Spojrzałem w dół i zauważyłem, że miałem na sobie tylko bokserki. Westchnąłem i zciągnęłem na nogi dresowe spodnie. Wyszedłem z pokoju. Moje kroki odbijały się od posadzki echem. Na bosych stopach czułem przyjemny chłód marmuru. Zbiegłem po schodach i skreciłem do małego saloniku w, którym zwykła przewidywać moja mama rankiem. Nie zaspałem jej jednak samej. Rozmawiała przyciszonym głosem z ojcem.

- Chciałaś się ze mną widzieć - przerwałem ich konwersację.

- Owszem, usiądź - poklepała ręką miejsce obok siebie. Posłusznie je zająłem.

- Słucham - mruknałem. Zapadła cisza. Spokglądałem raz po raz na rodziców, a oni wymieniali spojrzenia między sobą. Powtórzyłem moje wcześniejsze słowa.

- Za namową twojej prababci postanowiłem zrzec się dla ciebie tytułu księcia Cambridge w dniu twoich dwudziestych urodzin - powiedział ojciec poważnym tonem. Ja jednak wiedziałem, że "za namową" oznaczało niemal "za rozkazem". Spojrzałem na niego wyczekująco, wiedziałem, że ma mi coś jeszcze do powiedzenia. Ojciec wymienił zaniepokojone spojrzenie z matką.

- Według tradycji żeby zostać księciem musisz się ożenić* lub być zaręczonym i ożenić się w przeciągu roku od otrzymania tytułu - dodał mama. Spojrzałem na nią dziwnie. Dopiero po krótkiej chwili wszystko do mnie dotarło. Wróciło jak bumerang, z całą swoją siłą.
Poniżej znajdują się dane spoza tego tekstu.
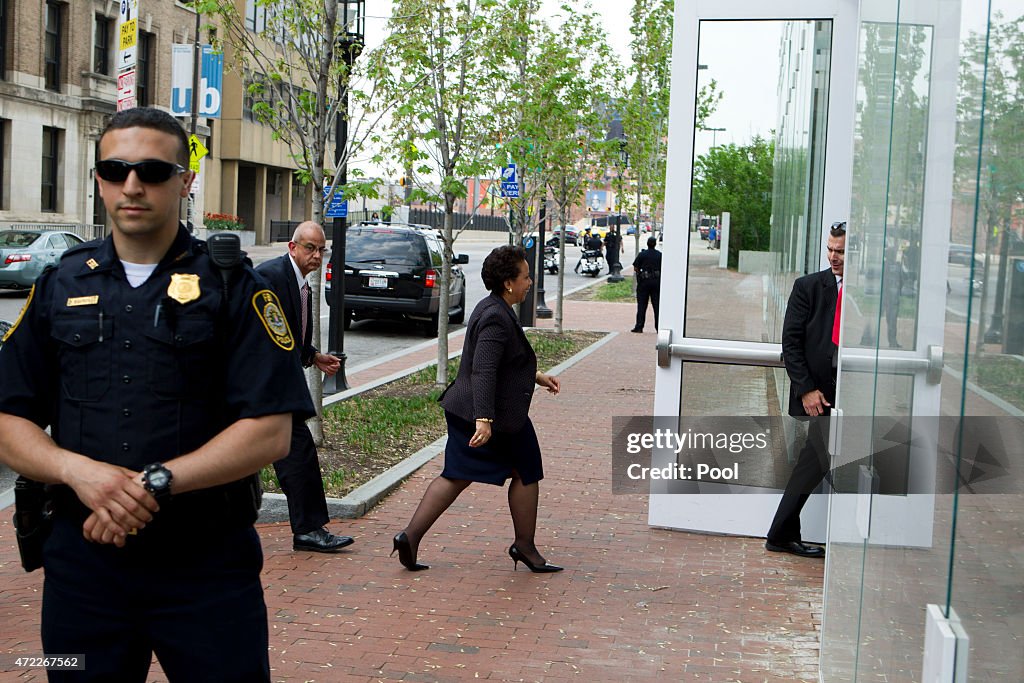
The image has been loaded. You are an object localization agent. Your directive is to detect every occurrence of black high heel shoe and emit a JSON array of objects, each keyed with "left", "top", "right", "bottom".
[
  {"left": 388, "top": 531, "right": 430, "bottom": 571},
  {"left": 509, "top": 543, "right": 565, "bottom": 573}
]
- O Boże - jęknąłem - Czyli do lipca... mam znaleźć sobie... - ledwie przełknąłem to słowo - ...żonę?

Ojciec potrząsną twierdzonco głową. W salonie zapadła cisza. Pogrążyłem się w swoich myślach. Miałem dopiero dziewiętnaście lat, całe życie przed sobą. Dotąd nie myślałem poważnie o małżeństwie. Ale to przecież szaleństwo! Żenić się w tak młodym wieku i to w dodatku z obowiązku nie miłości.

- A co gdybym się zrzekł praw do tronu? - zapytałem. Matka przyjżała mi się uważnie.

- Jedyne co by się zmieniło to mój następca, zostałby nim David, ale nic więcej - odparł ojciec.

- A gdybym zrezygnował z tytułu księcia? - zapytałem ponownie.

- Nie musiałbyś się żenić - odparła matka. Znów zapadła cisza.

Ukryłem twarz w dłoniach i myślałem, bardzo intensywnie. Czułem atmosferę narastającą w pomieszczeniu. Rodzice wyczekiwali mojej odpowiedzi.

- Muszę się z tym przespać - mruknąłem i odeszłem w stronę swojego pokoju.